(related to Proposition: Multiplication of Integers)
Let \(x\) and \(y\) be integers. By definition, it means that they are equivalence classes represented by some natural numbers \(x=\lbrack a,b\rbrack \), \(y=\lbrack c,d\rbrack \), \(a,b,c,d\in \mathbb N\).
Note that \(ac\), \(bd\), \(ad\) and \(cb\) are all natural numbers, since they are the products of the respective natural numbers \(a,b,c,d\in \mathbb N\). Also, \(ac + bd\) and \(ad + cb\) are natural numbers, since they are the sums of the respective natural numbers \(ac ,bd\) and \(ad ,cb\). Therefore, the product $$\begin{array}{ccl} x\cdot y:=\lbrack ac + bd,~ ad + bc\rbrack \end{array} $$ exists, because it denotes some new integer, as it is represented by the natural numbers \(ac + bd\) and \(ad + cb\).

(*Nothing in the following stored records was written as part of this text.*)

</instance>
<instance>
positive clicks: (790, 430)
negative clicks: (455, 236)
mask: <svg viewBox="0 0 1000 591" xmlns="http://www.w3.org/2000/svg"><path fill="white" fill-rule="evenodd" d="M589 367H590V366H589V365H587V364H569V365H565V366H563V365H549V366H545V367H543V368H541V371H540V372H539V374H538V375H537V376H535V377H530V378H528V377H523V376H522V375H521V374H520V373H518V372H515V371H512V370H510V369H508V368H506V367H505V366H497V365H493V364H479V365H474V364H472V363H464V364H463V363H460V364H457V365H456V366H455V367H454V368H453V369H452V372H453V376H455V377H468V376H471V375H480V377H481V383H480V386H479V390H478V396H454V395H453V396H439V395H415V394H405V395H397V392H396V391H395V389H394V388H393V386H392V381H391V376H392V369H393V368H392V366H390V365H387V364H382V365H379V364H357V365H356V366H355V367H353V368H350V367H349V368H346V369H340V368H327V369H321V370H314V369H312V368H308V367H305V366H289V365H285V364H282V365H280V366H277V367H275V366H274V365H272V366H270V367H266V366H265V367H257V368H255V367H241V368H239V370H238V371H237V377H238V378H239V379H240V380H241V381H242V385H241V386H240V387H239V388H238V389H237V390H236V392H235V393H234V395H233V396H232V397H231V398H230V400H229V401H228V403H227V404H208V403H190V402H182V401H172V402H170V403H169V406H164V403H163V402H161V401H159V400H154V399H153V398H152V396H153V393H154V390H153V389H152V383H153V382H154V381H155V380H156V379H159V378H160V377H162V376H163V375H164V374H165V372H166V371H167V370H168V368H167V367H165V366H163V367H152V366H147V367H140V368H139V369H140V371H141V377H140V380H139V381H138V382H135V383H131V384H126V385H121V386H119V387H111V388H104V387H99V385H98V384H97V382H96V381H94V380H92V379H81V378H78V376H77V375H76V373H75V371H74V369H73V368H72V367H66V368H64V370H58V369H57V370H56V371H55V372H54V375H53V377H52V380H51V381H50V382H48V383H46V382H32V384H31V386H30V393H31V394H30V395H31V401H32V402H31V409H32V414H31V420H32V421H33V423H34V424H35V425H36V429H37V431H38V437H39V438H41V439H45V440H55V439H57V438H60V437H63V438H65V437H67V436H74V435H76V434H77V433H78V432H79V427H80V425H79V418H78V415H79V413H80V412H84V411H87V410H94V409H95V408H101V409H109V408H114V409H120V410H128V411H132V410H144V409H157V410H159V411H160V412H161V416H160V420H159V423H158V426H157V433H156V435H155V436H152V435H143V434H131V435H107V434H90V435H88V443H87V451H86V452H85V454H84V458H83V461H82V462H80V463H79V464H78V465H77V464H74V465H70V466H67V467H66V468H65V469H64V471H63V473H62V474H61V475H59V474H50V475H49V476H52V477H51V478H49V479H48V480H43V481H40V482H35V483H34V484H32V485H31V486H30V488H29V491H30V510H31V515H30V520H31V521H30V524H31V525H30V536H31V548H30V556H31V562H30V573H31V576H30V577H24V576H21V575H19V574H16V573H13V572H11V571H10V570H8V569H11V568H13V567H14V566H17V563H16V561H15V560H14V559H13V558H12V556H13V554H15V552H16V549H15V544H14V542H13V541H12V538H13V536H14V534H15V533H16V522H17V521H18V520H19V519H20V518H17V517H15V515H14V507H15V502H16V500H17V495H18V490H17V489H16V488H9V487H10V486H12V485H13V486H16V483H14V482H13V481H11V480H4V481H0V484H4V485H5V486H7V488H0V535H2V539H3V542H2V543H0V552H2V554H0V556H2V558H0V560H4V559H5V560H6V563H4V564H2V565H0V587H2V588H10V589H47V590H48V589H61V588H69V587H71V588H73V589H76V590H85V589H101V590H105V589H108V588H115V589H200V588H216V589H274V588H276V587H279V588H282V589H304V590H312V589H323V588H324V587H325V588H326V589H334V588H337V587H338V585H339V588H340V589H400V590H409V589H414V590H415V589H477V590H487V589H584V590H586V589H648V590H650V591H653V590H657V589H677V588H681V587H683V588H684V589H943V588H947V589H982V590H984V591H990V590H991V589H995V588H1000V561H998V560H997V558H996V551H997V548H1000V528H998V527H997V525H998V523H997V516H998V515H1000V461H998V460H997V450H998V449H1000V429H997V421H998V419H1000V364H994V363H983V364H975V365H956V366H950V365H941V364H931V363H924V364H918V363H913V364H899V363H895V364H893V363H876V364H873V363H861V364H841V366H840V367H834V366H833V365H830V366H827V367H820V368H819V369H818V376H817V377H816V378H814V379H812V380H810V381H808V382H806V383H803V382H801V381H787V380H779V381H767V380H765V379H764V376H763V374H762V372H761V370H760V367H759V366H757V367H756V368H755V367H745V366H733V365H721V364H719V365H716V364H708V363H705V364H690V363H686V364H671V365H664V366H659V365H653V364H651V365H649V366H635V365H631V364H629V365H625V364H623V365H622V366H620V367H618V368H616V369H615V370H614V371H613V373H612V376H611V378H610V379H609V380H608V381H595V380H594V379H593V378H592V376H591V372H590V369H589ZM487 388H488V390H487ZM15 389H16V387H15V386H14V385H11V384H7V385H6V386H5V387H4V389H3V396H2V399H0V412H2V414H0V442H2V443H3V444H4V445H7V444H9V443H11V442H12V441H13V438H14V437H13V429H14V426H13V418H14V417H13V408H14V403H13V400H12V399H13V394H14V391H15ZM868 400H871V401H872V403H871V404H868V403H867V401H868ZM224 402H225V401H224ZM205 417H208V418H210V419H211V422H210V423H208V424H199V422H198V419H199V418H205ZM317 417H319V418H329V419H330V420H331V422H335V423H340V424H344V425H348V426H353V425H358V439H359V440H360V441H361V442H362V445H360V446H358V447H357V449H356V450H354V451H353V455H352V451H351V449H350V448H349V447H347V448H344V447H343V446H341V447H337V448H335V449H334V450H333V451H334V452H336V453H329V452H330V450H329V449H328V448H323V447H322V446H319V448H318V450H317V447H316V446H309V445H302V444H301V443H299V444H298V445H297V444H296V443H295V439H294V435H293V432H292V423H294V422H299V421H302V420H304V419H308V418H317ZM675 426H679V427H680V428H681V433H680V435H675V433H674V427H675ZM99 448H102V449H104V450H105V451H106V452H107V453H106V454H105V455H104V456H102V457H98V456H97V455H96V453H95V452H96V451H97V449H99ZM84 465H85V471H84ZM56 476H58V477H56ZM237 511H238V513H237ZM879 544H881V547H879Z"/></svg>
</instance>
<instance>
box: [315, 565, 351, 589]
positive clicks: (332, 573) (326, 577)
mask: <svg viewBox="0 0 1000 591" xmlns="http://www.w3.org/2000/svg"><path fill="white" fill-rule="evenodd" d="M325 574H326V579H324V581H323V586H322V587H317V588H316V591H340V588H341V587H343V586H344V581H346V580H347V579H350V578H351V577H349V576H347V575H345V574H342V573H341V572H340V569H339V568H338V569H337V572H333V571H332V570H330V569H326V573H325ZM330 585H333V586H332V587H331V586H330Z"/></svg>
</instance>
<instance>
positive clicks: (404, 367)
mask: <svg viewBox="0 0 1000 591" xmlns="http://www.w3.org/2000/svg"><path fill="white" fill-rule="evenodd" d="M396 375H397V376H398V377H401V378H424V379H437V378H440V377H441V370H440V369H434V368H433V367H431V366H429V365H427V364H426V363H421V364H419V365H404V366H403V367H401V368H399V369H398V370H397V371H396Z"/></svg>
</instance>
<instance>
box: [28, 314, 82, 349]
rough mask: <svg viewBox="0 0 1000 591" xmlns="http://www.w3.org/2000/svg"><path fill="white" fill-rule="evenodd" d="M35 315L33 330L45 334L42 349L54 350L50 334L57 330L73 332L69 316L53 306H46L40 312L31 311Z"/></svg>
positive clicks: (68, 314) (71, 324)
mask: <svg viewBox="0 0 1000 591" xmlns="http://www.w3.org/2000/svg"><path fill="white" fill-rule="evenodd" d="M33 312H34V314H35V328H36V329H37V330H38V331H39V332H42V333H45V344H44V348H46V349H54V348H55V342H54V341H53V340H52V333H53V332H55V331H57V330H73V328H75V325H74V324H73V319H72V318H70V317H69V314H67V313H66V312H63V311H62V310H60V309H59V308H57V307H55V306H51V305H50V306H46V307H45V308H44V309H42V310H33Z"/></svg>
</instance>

It remains to be shown that the multiplication of integers does not depend on the specific representatives of the numbers \(x\) and \(y\). Suppose, we have different representatives $$\begin{array}{rcl} x=\lbrack a_1,b_1\rbrack =\lbrack a_2,b_2\rbrack ,~y=\lbrack c_1,d_1\rbrack =\lbrack c_2,d_2\rbrack .&&(*) \end{array}$$ Without loss of generality, we can assume \(a_1\ge a_2\) and \(c_1\ge c_2\). It follows from the definition of integers that there exist some natural numbers \(i,j\) with $$\begin{array}{rl} a_1=a_2+i,&c_1=c_2+j,\\ b_1=b_2+i,&d_1=d_2+j.\\ \end{array}\quad (*)$$
We have to show that $$x\cdot y=\lbrack a_1c_1 + b_1d_1,~ a_1d_1 + b_1c_1\rbrack =\lbrack a_2c_2 + b_2d_2,~ a_2d_2 + b_2c_2\rbrack .$$
In the following, we will use the following mathematical definitions and concepts: * definition of integers, * definition of adding integers (hypothesis), * associativity law of adding natural numbers, * distributivity law for adding natural numbers, * commutativity law of adding natural numbers, and * cancellation law of adding natural numbers:
$$\begin{array}{rcll} x\cdot y&=&\lbrack a_1,b_1\rbrack \cdot \lbrack c_1,d_1\rbrack &\text{by definition of integers}\\ &=&\lbrack a_1c_1 + b_1d_1,~ a_1d_1 + b_1c_1\rbrack &\text{by hypothesis}\\ &=&\lbrack (a_2+i)\cdot (c_2+j)+(b_2+i)\cdot (d_2+j),\\ &&~(a_2+i)\cdot (d_2+j) + (b_2+i)\cdot (c_2+j)\rbrack &\text{according to }(*)\\ &=&\lbrack a_2c_2+a_2j+ic_2+ij+b_2d_2+b_2j+id_2+ij,\\ &&~a_2d_2+a_2j+id_2+ij+b_2c_2+b_2j+ic_2+ij\rbrack &\text{by associativity and distributivity law for adding natural numbers}\\ &=&\lbrack a_2c_2+b_2d_2+a_2j+ic_2+ij+b_2j+id_2+ij,\\ &&~a_2d_2+b_2c_2+a_2j+ic_2+ij+b_2j+id_2+ij\rbrack &\text{by commutativity law for adding natural numbers}\\ &=&\lbrack a_2c_2+b_2d_2+(a_2j+ic_2+ij+b_2j+id_2+ij),\\ &&~a_2d_2+b_2c_2+(a_2j+ic_2+ij+b_2j+id_2+ij)\rbrack &\text{by associativity law for adding natural numbers}\\ &=&\lbrack a_2c_2+b_2d_2+\cancel{(a_2j+ic_2+ij+b_2j+id_2+ij)},\\ &&~a_2d_2+b_2c_2+\cancel{(a_2j+ic_2+ij+b_2j+id_2+ij)}\rbrack &\text{by cancellation law for adding natural numbers}\\ &=&\lbrack a_2c_2+b_2d_2,a_2d_2+b_2c_2\rbrack &\text{by definition of integers}\\ &=&\lbrack a_2,b_2\rbrack \cdot \lbrack c_2,d_2\rbrack &\text{by hypothesis}\\ \end{array}$$